In 1901, Alzheimer was introduced to a 51 year-old patient of the Frankfurt mental asylum called Auguste Deter.
She had been taken there by her husband after she had shown disastrous changes in her personality and had become unable to lead the household over the course of only one year. Alzheimer recorded the first interrogation with Auguste Deter as followed:
Alzheimer: „What is your name?“ Deter: „Auguste.“ Alzheimer: „Family name?“ Deter: „Auguste.“ Alzheimer: „What’s the name of your husband?“ Deter (hesitant): „I believe... Auguste.“ Alzheimer „Your husband?“ Deter: „Oh, I see.“ Alzheimer: „How old are you?“ Deter: „51.“ Alzheimer: „Where do you live?“ Deter: „Oh, you have been visiting us before.“ Alzheimer „Are you married?“ Deter: „Oh, I am so confused.“ Alzheimer: „Where are you here?“ Deter: „Here and everywhere, here and now, you must not take offense.“ Alzheimer: „Where are you here?“ Deter: „We will be going to live here.“ Alzheimer: „Where is your bed?“ Deter: „Where might it be?“ Alzheimer: „Write down number five.” Deter: *writes down ‘a woman’* Alzheimer: „Write down number eight.” Deter (while writing down ‘Auguste’): „I have lost myself, so to speak.”
It was obvious that Auguste Deter was very well aware of her helplessness and very distressed about it, with her mood rapidly changing between anxiety, weepiness, mistrust and denial. Alzheimer became highly interested in this case as she was only 51 years old, much younger than most patients with dementia. He refused to give her away to another asylum, even after he had moved from Frankfurt to Munich, and even though she became aggressive against the other resident patients. In his notes, Alzheimer called her condition the “disease of forgetting”.

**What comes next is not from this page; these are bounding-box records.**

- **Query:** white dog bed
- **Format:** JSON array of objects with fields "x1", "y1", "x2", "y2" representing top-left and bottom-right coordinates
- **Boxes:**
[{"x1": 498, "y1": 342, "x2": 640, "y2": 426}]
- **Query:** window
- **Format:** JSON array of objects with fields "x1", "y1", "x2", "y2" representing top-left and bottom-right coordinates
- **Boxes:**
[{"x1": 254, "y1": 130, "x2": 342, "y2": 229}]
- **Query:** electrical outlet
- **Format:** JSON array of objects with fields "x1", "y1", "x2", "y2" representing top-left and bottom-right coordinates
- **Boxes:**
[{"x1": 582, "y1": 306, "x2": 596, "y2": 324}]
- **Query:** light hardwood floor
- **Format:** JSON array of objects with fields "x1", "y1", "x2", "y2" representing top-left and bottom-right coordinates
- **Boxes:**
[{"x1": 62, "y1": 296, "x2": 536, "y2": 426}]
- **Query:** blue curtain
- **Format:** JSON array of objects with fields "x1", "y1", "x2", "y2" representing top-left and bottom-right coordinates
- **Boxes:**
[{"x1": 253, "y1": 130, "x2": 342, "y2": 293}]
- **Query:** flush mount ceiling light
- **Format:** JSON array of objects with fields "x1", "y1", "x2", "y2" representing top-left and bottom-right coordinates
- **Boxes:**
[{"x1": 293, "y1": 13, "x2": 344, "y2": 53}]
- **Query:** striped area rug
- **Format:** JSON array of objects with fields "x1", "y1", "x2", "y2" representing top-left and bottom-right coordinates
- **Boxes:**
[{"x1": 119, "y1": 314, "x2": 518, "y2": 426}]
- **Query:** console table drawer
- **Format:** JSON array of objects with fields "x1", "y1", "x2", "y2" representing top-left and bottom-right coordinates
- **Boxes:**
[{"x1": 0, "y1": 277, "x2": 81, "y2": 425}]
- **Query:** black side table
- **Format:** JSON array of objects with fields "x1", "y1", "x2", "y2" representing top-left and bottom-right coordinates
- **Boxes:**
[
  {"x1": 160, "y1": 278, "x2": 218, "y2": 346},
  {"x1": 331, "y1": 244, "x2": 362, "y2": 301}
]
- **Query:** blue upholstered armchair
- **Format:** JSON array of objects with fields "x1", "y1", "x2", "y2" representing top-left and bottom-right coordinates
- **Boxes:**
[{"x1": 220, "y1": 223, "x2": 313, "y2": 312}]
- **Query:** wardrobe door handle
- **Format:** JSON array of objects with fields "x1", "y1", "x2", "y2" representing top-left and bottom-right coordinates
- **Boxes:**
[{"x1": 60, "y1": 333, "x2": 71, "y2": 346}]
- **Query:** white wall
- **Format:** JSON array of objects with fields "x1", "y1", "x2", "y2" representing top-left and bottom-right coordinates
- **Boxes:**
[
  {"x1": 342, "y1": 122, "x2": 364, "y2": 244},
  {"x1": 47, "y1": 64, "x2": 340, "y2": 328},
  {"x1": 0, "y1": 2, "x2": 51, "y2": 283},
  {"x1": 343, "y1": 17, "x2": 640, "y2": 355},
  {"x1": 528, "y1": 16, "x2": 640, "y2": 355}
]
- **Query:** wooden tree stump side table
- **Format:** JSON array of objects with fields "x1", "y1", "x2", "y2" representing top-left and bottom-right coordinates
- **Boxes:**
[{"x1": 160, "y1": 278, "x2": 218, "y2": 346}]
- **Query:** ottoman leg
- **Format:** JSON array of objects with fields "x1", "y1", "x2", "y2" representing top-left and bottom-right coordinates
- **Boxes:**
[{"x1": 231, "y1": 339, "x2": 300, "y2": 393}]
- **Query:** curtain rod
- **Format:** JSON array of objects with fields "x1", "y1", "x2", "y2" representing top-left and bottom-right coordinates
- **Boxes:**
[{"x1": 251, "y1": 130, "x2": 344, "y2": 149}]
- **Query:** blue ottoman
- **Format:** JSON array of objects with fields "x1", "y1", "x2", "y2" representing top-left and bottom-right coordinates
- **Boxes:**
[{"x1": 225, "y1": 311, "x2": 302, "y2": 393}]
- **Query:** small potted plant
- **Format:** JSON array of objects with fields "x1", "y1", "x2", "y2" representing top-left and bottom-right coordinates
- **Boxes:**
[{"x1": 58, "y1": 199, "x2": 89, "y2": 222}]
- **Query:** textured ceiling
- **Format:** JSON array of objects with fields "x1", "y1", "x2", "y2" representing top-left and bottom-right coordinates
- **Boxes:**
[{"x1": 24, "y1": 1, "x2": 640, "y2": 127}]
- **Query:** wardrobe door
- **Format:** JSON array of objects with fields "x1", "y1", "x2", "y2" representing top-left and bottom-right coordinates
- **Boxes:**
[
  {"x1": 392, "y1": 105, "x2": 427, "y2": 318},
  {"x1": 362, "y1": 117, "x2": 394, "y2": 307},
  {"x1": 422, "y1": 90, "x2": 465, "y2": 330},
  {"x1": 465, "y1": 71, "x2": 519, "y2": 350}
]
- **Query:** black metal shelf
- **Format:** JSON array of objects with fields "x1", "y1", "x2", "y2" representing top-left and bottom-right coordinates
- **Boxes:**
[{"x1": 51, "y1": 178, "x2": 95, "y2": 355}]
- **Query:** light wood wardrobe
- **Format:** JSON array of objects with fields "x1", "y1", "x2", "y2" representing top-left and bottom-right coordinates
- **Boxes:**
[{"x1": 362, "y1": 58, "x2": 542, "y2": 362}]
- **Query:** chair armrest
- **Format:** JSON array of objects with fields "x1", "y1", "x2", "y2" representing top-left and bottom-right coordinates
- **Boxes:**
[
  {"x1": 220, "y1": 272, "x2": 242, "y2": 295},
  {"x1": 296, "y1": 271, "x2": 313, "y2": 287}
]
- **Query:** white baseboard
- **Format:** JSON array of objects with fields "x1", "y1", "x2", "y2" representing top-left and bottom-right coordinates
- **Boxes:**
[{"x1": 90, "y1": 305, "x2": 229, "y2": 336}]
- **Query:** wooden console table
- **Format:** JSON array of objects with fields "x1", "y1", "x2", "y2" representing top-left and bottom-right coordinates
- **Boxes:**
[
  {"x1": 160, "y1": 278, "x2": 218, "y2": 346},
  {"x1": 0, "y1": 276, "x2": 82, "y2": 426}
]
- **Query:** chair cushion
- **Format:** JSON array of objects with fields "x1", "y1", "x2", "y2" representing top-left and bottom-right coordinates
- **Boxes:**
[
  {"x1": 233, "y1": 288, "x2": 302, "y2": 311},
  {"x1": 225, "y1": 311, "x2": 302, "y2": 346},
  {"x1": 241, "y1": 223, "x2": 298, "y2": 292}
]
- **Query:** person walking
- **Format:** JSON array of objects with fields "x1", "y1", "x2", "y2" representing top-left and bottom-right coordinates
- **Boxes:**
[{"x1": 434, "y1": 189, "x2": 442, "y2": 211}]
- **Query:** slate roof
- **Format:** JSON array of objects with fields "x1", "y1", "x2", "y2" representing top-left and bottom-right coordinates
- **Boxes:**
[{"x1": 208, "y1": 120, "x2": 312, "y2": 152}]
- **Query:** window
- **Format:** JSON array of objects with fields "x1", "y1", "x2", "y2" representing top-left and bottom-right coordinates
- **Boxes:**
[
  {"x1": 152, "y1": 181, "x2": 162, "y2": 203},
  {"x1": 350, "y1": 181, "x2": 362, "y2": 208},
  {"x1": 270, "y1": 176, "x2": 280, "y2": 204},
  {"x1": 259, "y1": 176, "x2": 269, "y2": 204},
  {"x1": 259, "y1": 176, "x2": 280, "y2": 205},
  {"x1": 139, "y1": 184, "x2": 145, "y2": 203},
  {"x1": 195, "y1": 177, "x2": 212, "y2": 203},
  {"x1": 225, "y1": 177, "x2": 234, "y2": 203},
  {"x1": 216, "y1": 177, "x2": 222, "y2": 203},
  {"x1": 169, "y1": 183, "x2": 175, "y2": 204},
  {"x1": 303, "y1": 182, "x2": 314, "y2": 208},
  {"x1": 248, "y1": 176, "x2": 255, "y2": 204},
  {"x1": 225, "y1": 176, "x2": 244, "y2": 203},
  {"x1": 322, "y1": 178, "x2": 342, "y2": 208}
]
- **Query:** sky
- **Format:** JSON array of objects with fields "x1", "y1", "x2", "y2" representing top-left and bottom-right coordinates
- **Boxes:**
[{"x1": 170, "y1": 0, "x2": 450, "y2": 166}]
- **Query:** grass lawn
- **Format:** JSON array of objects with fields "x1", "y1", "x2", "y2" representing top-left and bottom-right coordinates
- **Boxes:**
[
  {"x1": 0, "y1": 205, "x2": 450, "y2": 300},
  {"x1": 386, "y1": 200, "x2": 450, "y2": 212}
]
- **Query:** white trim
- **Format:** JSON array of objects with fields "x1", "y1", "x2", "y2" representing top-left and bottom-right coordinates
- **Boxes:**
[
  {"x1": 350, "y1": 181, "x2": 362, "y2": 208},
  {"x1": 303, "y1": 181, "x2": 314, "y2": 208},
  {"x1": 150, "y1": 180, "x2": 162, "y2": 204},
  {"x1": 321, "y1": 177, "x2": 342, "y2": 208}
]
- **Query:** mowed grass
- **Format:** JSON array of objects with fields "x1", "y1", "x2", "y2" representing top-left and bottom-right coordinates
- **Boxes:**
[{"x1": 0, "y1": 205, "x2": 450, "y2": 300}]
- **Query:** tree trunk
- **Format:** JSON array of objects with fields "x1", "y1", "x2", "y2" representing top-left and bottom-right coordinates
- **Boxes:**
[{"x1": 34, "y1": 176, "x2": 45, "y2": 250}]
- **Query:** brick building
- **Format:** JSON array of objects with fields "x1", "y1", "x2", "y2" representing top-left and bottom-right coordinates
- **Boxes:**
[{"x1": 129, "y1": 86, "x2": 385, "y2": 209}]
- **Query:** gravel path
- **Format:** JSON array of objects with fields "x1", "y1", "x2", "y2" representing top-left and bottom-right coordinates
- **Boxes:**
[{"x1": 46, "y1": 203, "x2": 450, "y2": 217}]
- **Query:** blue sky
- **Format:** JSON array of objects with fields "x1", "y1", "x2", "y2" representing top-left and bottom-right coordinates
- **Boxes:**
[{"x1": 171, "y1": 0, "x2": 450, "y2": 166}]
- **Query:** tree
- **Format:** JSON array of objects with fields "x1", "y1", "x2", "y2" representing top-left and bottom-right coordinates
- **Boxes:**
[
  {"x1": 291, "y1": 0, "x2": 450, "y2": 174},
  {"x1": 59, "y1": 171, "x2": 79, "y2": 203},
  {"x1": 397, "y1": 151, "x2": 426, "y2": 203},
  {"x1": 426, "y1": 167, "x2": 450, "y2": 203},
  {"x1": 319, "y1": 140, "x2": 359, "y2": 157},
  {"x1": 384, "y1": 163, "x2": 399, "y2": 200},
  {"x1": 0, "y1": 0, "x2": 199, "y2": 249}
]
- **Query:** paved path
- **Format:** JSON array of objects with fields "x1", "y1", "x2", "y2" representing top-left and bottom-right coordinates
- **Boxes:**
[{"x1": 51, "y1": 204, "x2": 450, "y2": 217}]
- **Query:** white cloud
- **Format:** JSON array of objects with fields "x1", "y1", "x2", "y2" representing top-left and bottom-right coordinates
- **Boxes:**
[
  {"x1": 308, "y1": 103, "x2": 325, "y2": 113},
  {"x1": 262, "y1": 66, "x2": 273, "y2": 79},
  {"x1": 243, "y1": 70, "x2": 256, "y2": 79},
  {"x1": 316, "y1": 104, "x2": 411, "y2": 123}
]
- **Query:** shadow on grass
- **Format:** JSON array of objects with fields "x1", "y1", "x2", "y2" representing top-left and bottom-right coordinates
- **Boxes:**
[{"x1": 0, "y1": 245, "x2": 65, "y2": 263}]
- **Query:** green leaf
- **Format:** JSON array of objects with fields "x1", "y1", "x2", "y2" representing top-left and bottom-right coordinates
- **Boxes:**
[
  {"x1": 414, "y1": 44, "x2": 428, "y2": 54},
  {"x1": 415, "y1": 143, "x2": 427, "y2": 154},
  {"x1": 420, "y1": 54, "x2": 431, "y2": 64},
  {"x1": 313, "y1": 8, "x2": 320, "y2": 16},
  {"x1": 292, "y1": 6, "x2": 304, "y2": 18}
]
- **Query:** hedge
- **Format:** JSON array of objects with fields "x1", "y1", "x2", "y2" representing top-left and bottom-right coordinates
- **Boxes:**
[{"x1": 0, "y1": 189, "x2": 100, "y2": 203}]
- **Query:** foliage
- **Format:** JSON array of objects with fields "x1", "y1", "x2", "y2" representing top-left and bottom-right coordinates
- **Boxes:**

On April 9, 1906, Alzheimer was informed that Auguste Deter had died from a sepsis, untreatable in the days before antibiotics. In the final stages of her disease, she was unable to walk and bound to bed, where she developed decubitus, which became infected. Alzheimer had her brain sent to Munich and investigated it microscopically with the help of two Italian physicians, using state-of-the-art staining techniques. These investigations were the foundation of the characterization of Auguste Deter’s condition as a newly discovered disease. His initial talk in Tübingen, however, left the audience unimpressed, and he was sent away without further discussion, questions or comments. Two papers describing the condition and the associated pathological histology were published soon, and in 1910, Alzheimer’s boss, Emil Kraepelin referred to the syndrome as “Alzheimer’s disease” in a book chapter, a name that remained.
Alzheimer died in 1915 from complications of what probably was a streptococcus infection in 1912, causing heart, kidney, and rheumatic conditions. Due to his short life, he was never able to discuss his findings with a broad scientific community.
In the early 1990s, medical researchers began doubting whether Alzheimer’s observations matched with today’s diagnosis of Alzheimer’s disease. Through lucky circumstances, Alzheimer’s notes and his original microscopic slides were found in 1997 in an extremely well-preserved state, so that all doubts could be removed.